The ARCADE Raman Lidar and atmospheric simulations for the Cherenkov Telescope Array

TL;DR

This paper discusses the development and deployment of the ARCADE Raman Lidar system for atmospheric characterization at the Cherenkov Telescope Array, aiming to improve gamma-ray observations by accurately measuring atmospheric properties.

Contribution

It introduces the ARCADE Raman Lidar system and details its performance, deployment plan, and role in atmospheric monitoring for CTA's gamma-ray observations.

Findings

ARCADE Lidar provides high-resolution aerosol and water vapor profiles.

System performance characterization confirms suitability for CTA atmospheric monitoring.

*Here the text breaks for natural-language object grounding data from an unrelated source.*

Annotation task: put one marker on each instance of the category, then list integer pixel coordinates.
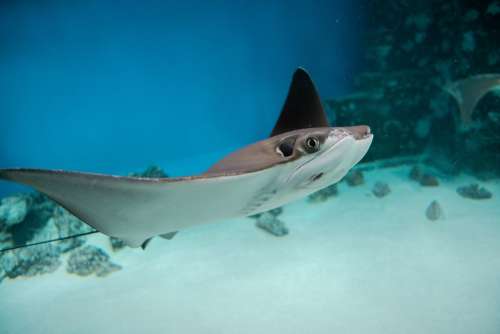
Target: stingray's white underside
(136, 209)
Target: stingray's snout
(359, 131)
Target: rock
(493, 8)
(116, 243)
(355, 178)
(90, 260)
(275, 212)
(30, 261)
(381, 189)
(271, 224)
(13, 209)
(434, 211)
(473, 191)
(416, 173)
(323, 194)
(151, 172)
(428, 180)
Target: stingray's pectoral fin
(116, 206)
(167, 236)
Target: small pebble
(428, 180)
(473, 191)
(323, 194)
(434, 211)
(271, 224)
(416, 173)
(381, 189)
(355, 178)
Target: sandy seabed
(352, 264)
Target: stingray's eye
(285, 148)
(311, 144)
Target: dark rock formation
(151, 172)
(116, 244)
(414, 51)
(90, 260)
(473, 191)
(30, 261)
(434, 211)
(323, 194)
(381, 189)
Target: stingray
(468, 92)
(302, 155)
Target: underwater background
(407, 242)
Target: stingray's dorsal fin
(302, 107)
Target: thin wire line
(47, 241)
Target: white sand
(353, 264)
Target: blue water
(97, 86)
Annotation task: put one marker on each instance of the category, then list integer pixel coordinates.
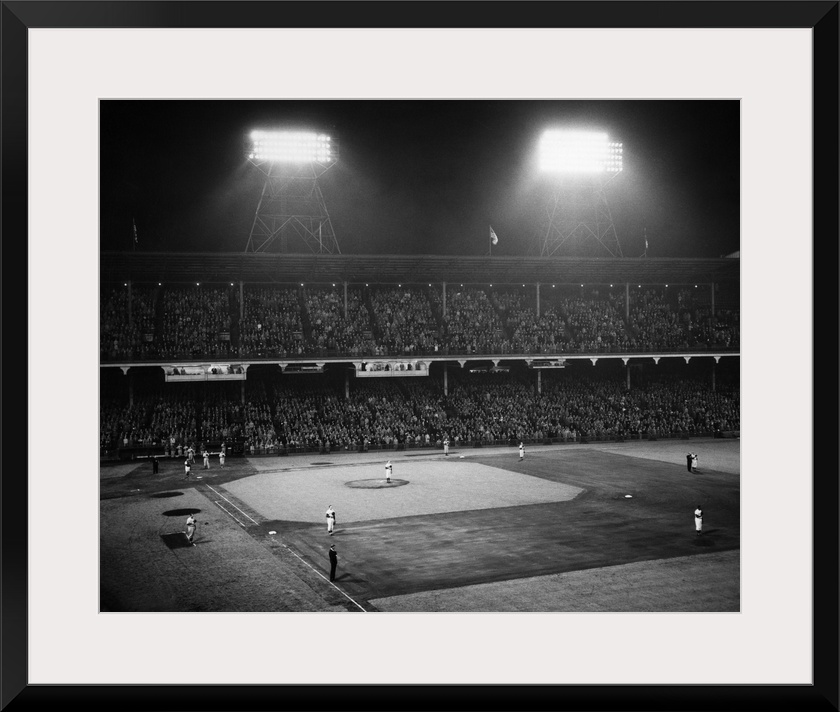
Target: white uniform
(330, 520)
(190, 528)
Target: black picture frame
(18, 17)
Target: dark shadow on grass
(180, 512)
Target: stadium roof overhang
(410, 269)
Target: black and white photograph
(494, 322)
(483, 336)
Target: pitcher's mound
(376, 484)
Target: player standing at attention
(333, 562)
(330, 520)
(190, 528)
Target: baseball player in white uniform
(330, 520)
(191, 528)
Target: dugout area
(486, 532)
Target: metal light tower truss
(291, 214)
(578, 221)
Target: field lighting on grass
(576, 166)
(291, 215)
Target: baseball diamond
(554, 532)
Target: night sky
(421, 176)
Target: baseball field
(573, 527)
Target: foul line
(282, 544)
(232, 505)
(219, 505)
(323, 577)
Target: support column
(713, 302)
(125, 369)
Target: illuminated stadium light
(291, 214)
(579, 152)
(291, 147)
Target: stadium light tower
(578, 217)
(291, 209)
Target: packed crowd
(122, 335)
(595, 324)
(407, 321)
(271, 323)
(308, 412)
(330, 330)
(195, 322)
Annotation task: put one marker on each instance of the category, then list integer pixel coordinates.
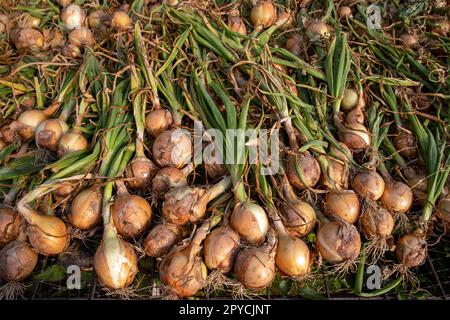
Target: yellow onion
(81, 37)
(220, 248)
(411, 250)
(73, 17)
(263, 14)
(115, 261)
(397, 196)
(49, 133)
(369, 185)
(139, 173)
(172, 148)
(131, 214)
(166, 179)
(121, 21)
(343, 205)
(255, 266)
(309, 168)
(157, 121)
(86, 209)
(162, 238)
(250, 221)
(377, 222)
(17, 261)
(10, 222)
(70, 142)
(338, 241)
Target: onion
(349, 99)
(411, 250)
(309, 168)
(343, 205)
(338, 241)
(121, 21)
(131, 214)
(255, 266)
(377, 222)
(172, 148)
(250, 221)
(86, 209)
(139, 173)
(187, 204)
(157, 121)
(168, 178)
(115, 261)
(49, 133)
(317, 30)
(73, 17)
(397, 196)
(81, 37)
(70, 142)
(162, 238)
(369, 185)
(406, 145)
(17, 261)
(263, 14)
(10, 222)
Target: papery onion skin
(343, 205)
(162, 238)
(309, 167)
(338, 242)
(369, 185)
(397, 196)
(10, 222)
(17, 261)
(220, 248)
(411, 250)
(250, 221)
(86, 209)
(131, 215)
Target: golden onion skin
(17, 261)
(343, 205)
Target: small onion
(411, 250)
(309, 167)
(343, 205)
(397, 196)
(10, 222)
(369, 185)
(73, 17)
(250, 221)
(86, 209)
(162, 238)
(263, 14)
(157, 121)
(115, 261)
(338, 241)
(17, 261)
(172, 148)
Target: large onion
(338, 241)
(343, 205)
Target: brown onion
(369, 185)
(343, 205)
(86, 209)
(10, 222)
(263, 14)
(411, 250)
(309, 168)
(17, 261)
(172, 148)
(162, 238)
(338, 241)
(157, 121)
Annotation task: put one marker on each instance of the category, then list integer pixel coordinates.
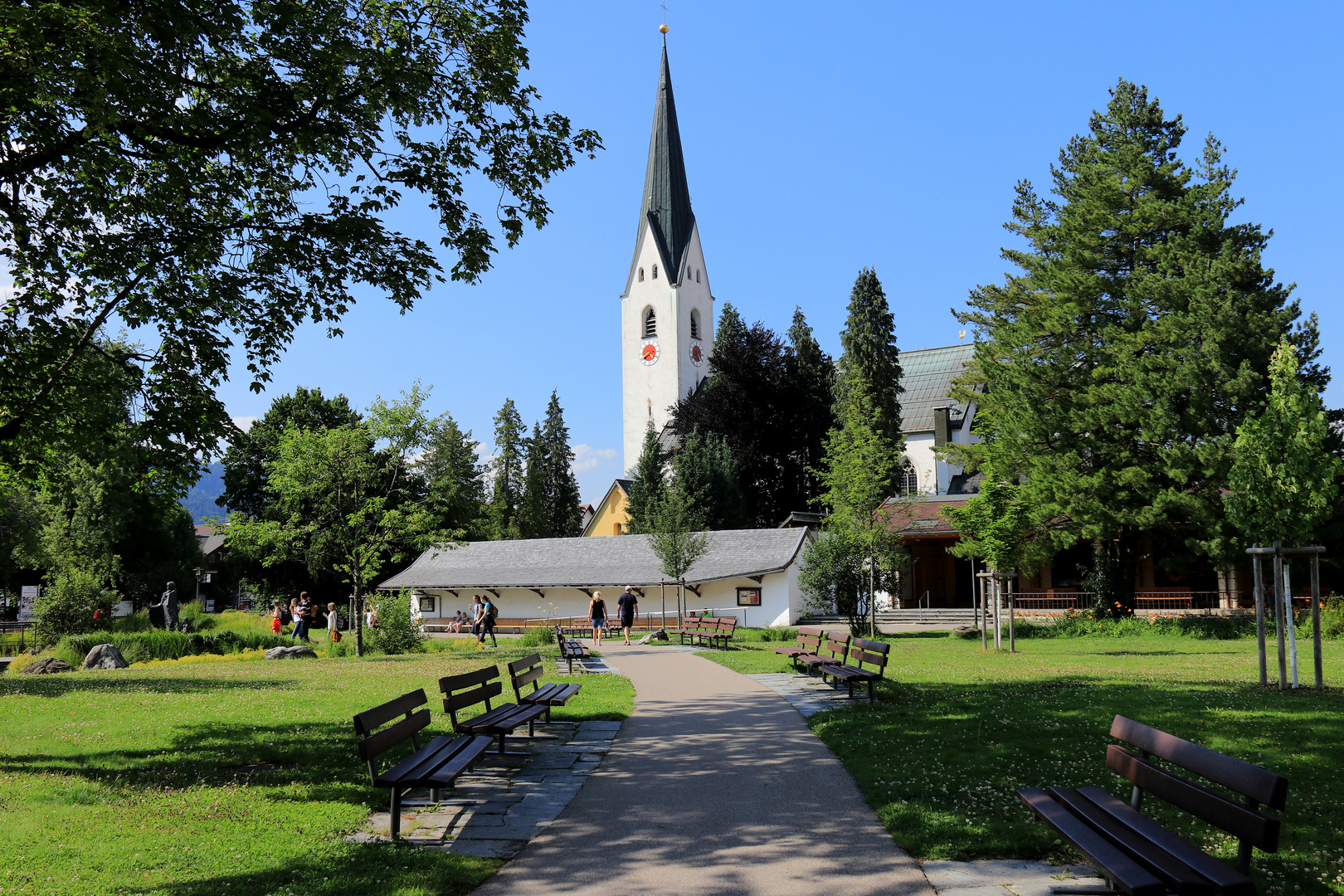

Deployment scheduled for La Palma and Chile sites for one-year data collection.

Abstract

The CTA is the next generation of ground based very high energy gamma ray Imaging Atmospheric Cherenkov Telescopes. Since observations with this technique are affected by atmospheric conditions, an accurate knowledge of the atmospheric properties is fundamental to improve the precision and duty cycle of the CTA. Measurements of absorption and scattering properties of the atmosphere due to aerosols and molecules can be used in the event reconstruction or in MODTRAN, an analytical code designed to model the propagation of electromagnetic radiation. MODTRAN output is used as an input for the air shower simulation and Cherenkov light production, giving the optical depth profiles that together with the refractive index allow the proper simulation of the gamma ray induced signals and a correct measurement of the primary energy from the detected signals. The ARCADE Raman Lidar will be used for the on site characterization of the aerosol attenuation profiles of the UV light. The collected data will be used in preparation for the full operation of the array, providing nightly information about the aerosol properties such as the vertical aerosol optical depth and the water vapour mixing ratio with an altitude resolution better than 100 m from about 400 m to 10 km above ground level. These measurements will help to define the needs for Monte Carlo simulations of the shower development and of the detector response. This instrument will also be used for the intercalibration of the future Raman Lidars that are expected to operate at the CTA sites. This contribution includes a description of the ARCADE Lidar and the characterization of the performance of the system. The system is expected to be shipped to the northern site of the CTA (La Palma) before the end of 2017, to acquire data locally for 1 year before being moved to the southern site (Chile).